Is reproducing someone else’s research data a Frictionless experience?
The “reproducibility crisis” is a hot topic in scientific research these days. Can you reproduce published data from another laboratory? Can you follow the published scientific methods and get the same result? Unfortunately, the answer to these questions is often no.
One of the goals of Frictionless Data is to help researchers make their work more reproducible. To achieve this, we focus on making data more understandable (make sure to document your metadata!), of higher quality (via validation checks), and easier to reuse (by standardization and packaging).
As a test of these reproducibility measures, we tasked the Frictionless Fellows with reproducing each others’ data packages! This was a great learning experience for the Fellows and revealed some important lessons about how to make their data more (re)usable. Click on the blog links below to read more about their experiences!
# Reproduciendo un viaje a Mo’rea by Sele Yang (opens new window) (Cohort 1)
“Mi viaje a través de los datos de Lily, me llevó a Mo’rea, Polinesia Francesa, desde donde ella, a través de diferentes herramientas, recopiló un total de 175 entrevistas entre residentes y también investigadores/as de la región…Para reproducir los datos de Lily, utilicé inicialmente el DataPackage Creator tool para cargar su información en bruto y así empezar a revisar las especificaciones de su data type creados de manera automática por la herramienta.”
# Packaging Ouso’s Data by Lily Zhao (opens new window) (Cohort 1)
“This week I had the opportunity to work with my colleague’s data. He created a Datapackage which I replicated. In doing so, I learned a lot about the Datapackage web interface….Using these data Ouso and his co-authors evaluate the ability of high-resolution melting analysis to identify illegally targeted wildlife species.”
# Data Barter: Real-life data interactions by Ouso Daniel (opens new window) (Cohort 1)
“Exchanging data packages and working backwards from them is an important test in the illustration of the overall goal of the Frictionless Data initiative. Remember, FD seeks to facilitate and promote open and reproducible research, consequently promoting collaboration. By trying to reproduce Monica’s work I was able to capture an error, which I highlighted for her attention, thus improved the work. Exactly how science is supposed to work!”
# On README files, sharing data and interoperability by Anne Lee Steele (opens new window) (Cohort 2)
“One of the goals of the Frictionless Data Fellowship has been to help us make our research more interoperable, which is another way of saying: something that other researchers can use, even if they have entirely different systems or tools with which they approach the same topic….What if researchers of all types wrote prototypical “data packages” about their research, that gave greater context to their work, or explained its wider relevance? In my fields, many researchers tend to find this in ‘the art of the footnote’, but this type of informal knowledge or context is not operationalized in any real way.”

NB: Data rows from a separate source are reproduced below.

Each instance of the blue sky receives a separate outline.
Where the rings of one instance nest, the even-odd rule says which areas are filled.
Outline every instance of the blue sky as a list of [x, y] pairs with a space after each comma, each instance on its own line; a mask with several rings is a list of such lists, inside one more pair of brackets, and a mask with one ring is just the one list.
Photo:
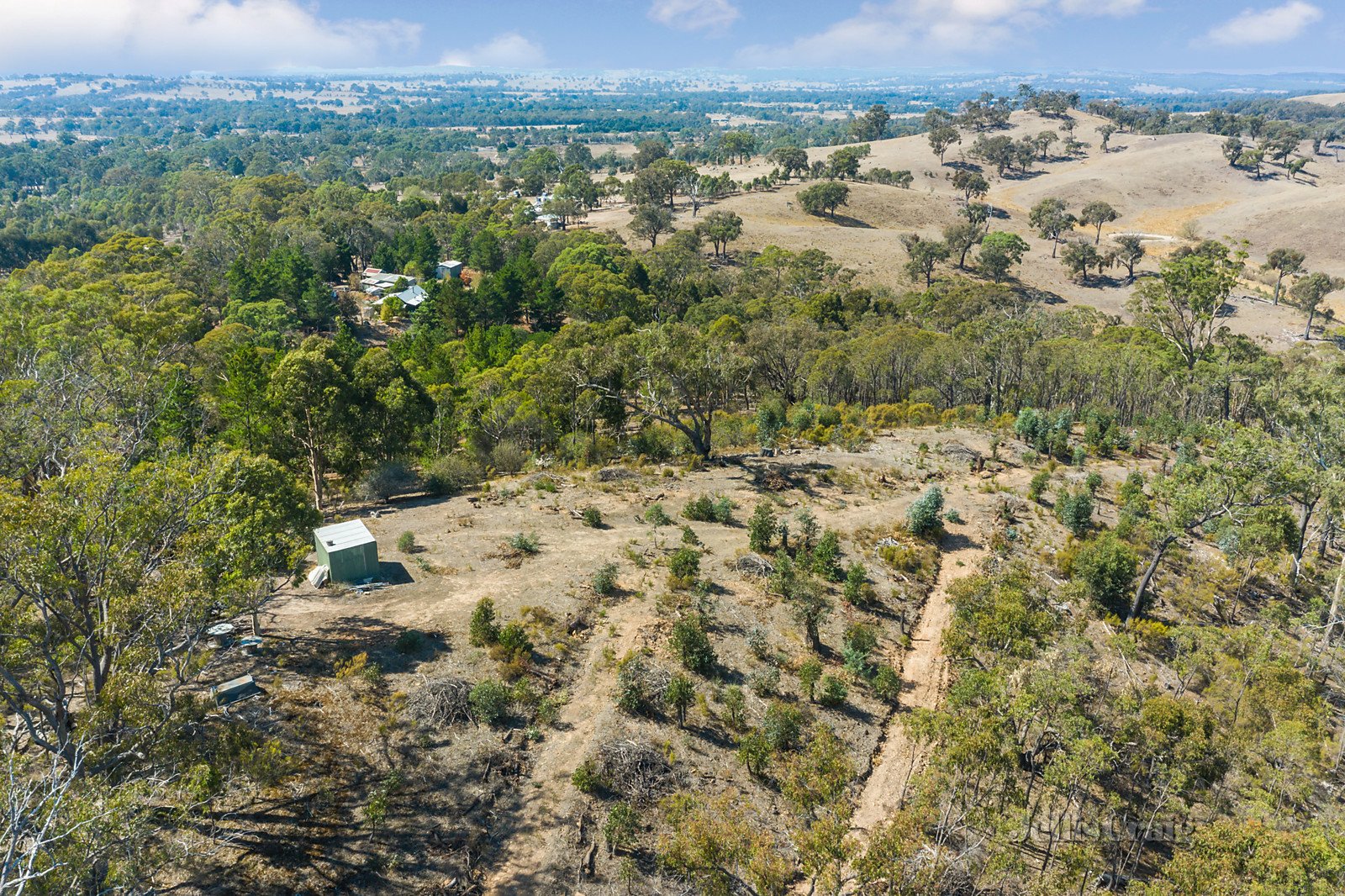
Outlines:
[[12, 73], [1345, 69], [1345, 0], [0, 0]]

# Using Frictionless tools to help you understand open data by Dani Alcalá-López (opens new window) (Cohort 2)
“A few weeks ago, the fellows did an interesting exercise: We would try to replicate each others DataPackages in pairs. We had spent some time before creating and validating DataPacakges with our own data. Now it was the time to see how would it be to work with someone else’s. This experience was intended to be a way for us to check how it was to be at the other side.”
# Validating someone else’s data! By Katerina Drakoulaki (opens new window) (Cohort 2)
“The first thing I did was to go through the README file on my fellow’s repository. Since the repository was in a completely different field, I really had to read through everything very carefully, and think about the terms they used….Validating the data (to the extent that it was possible after all) was easy using the goodtables tools.”
# Reproducing Jacqueline’s Datapackage and Revalidating her Data! By Sam Wilairat (opens new window) (Cohort 2)
“Using Jacqueline’s GitHub repository, Frictionless Data Package Creator, and Goodtables, I feel that I can confidently reuse her dataset for my own research purposes. While there was one piece of metadata missing from her dataset, her publicly published datapackage .JSON file on her repository helped me to quickly figure out how to interpret the unlabeled column. I also feel confident that the data is valid because after doing a visual scan of the dataset, I used the Goodtables tool to double check that the data was valid!”
# Reproducing a data package by Jacqueline Maasch (opens new window) (Cohort 2)
“Is it easy to reproduce someone else’s data package? Sometimes, but not always. Tools that automate data management can standardize the process, making reproducibility simpler to achieve. However, accurately anticipating a tool’s expected behavior is essential, especially when mixing technologies.”
# Validating data from Daniel Alcalá-López by Evelyn Night (opens new window) (Cohort 2)
“In a fast paced research world where there’s an approximate increase of 8-9% in scientific publications every year, an overload of information is usually fed to the outside world. Unfortunately for us, most of this information is often wasted due to the reproducibility crisis marred by data or code that’s often locked away. We explored the question, ‘how reproducible is your data?’ by exchanging personal data and validating them according to the instructions that are outlined in the fellows’ recent goodtables blogs.”